Piaget menyatakan bahwa prinsip dasar dari pengembangan pengetahuan seseorang adalah berlangsungnya adaptasi pikiran seseorang ke dalam realitas di sekitarnya. Proses adaptasi ini tidak terlepas dari keberadaan skema yang dimiliki orang tersebut serta melibatkan asimilasi, akomodasi dan equiliberation dalam pikirannya (Suparno,1997: 31). Asimilasi adalah proses kognitif yang dengannya seseorang dapat mengintegrasikan persepsi, konsep atau pengalaman baru ke dalam skema yang dimilikinya. Melalui asimilasi, skema seseorang berkembang namun tidak berubah. Dengan demikian perkembangan skema seseorang berarti terjadinya pengayaan persepsi dan pengetahuan seseorang atas dunia sekitarnya.
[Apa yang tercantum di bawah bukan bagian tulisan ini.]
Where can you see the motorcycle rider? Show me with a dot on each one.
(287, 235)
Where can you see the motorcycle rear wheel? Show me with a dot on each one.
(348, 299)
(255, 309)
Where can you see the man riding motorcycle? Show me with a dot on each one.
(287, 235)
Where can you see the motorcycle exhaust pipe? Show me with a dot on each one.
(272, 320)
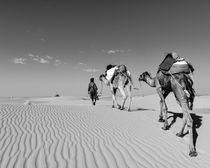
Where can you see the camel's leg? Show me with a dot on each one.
(124, 97)
(163, 108)
(114, 100)
(187, 119)
(129, 90)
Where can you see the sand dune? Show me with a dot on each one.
(62, 132)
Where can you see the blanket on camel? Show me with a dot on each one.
(171, 65)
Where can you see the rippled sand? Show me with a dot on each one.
(63, 132)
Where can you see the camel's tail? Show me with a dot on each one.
(189, 86)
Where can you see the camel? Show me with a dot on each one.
(181, 85)
(120, 82)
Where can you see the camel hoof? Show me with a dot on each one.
(180, 135)
(161, 120)
(122, 108)
(193, 153)
(165, 127)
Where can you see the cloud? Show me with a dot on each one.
(91, 70)
(115, 51)
(81, 63)
(19, 60)
(39, 59)
(49, 57)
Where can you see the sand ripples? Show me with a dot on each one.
(52, 136)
Karena itu asimilasi dapat dipandang sebagai proses yang dilakukan individu untuk mengadaptasikan dan mengorganisasi diri ke dalam lingkungannya sehingga pengertianya berubah.
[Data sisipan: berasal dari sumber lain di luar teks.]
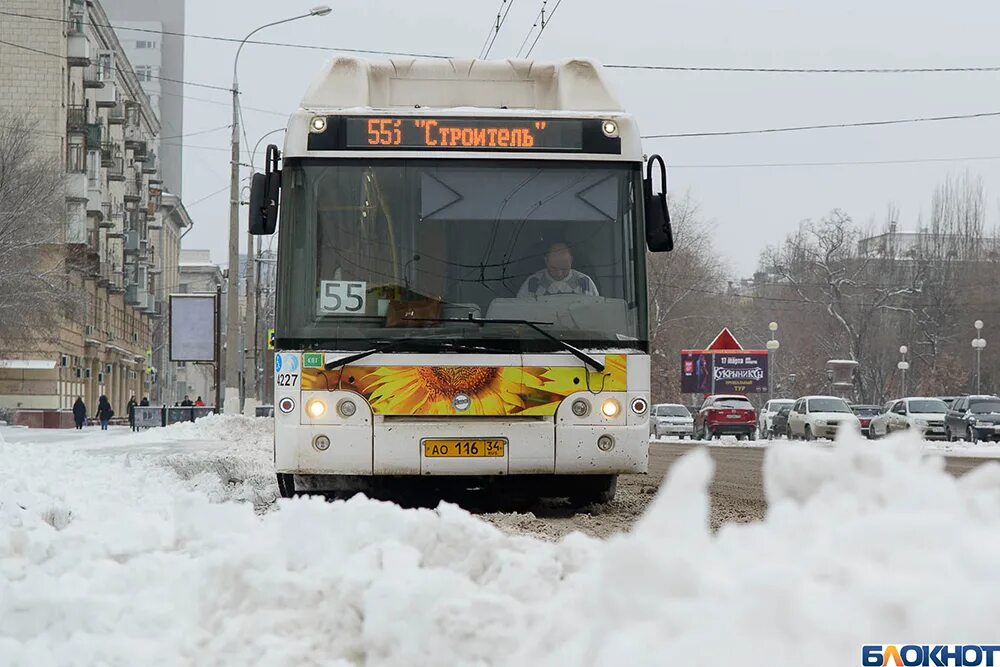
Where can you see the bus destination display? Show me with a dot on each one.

Proses kognitif asimilasi tidak selalu dapat dilakukan seseorang . Hal ini terjadi jika rangsangan baru yang diterimanya tidak sesuai dengan skema yang dimilikinya. Jika hal ini terjadi, maka akan dilakukan proses akomodasi. Melalui proses akomodasi, pikiran seseorang akan membentuk skema baru yang cocok dengan rangsangan tersebut atau memodifikasi skema yang telah ada sehingga cocok dengan rangsangan tersebut (Suparno, 1997: 32).
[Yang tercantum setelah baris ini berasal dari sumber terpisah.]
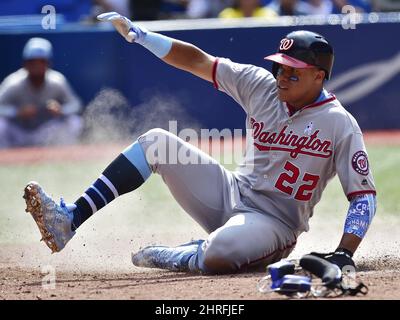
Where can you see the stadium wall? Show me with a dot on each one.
(366, 74)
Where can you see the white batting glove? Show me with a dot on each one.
(125, 27)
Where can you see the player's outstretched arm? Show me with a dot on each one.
(177, 53)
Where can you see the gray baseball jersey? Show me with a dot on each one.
(291, 156)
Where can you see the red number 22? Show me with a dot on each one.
(284, 181)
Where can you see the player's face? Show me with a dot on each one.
(299, 87)
(36, 67)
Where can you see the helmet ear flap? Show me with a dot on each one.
(275, 68)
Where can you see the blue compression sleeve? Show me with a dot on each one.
(361, 212)
(158, 44)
Dalam mengembangkan pengetahuannya, proses asimilasi dan akomodasi terus berlangsung dalam diri seseorang. Keduanya terjadi tidak berdiri sendiri. Kedua proses ini berlangsung dalam keseimbangan yang diatur secara mekanis. Proses pengaturan keseimbangan ini disebut equilibrium (Suparno, 1997: 32). Namun dalam menerima suatu pengalaman baru dapat terjadi suatu keadaan sedemikian hingga terjadi ketidakseimbangan antara asimilasi dan akomodasi. Keadaan ini disebut sebagai dissequilibrium. Ketidakseimbangan ini muncul pada saat terjadi ketidaksesuaian antara pengalaman saat ini dengan pengalaman baru yang mengakibatkan akomodasi. Jika terjadi ketidakseimbangan maka seseorang dipacu untuk mencari keseimbangan antara asimilasi dan akomodasi. Menurut Dahar (1991: 182) seseorang yang mampu memperoleh kembali keseimbangannya akan berada pada tingkat intelektual yang tinggi dari sebelumnya. Dengan demikian dapat disimpulkan bahwa Teori Piaget memandang kenyataan atau pengetahuan bukan sebagai objek yang memang sudah jadi dan ada untuk dimiliki manusia, namun ia harus diperoleh melalui kegiatan konstruksi oleh manusia sendiri melalui proses pengadaptasian pikirannya ke dalam realitas di sekitarnya..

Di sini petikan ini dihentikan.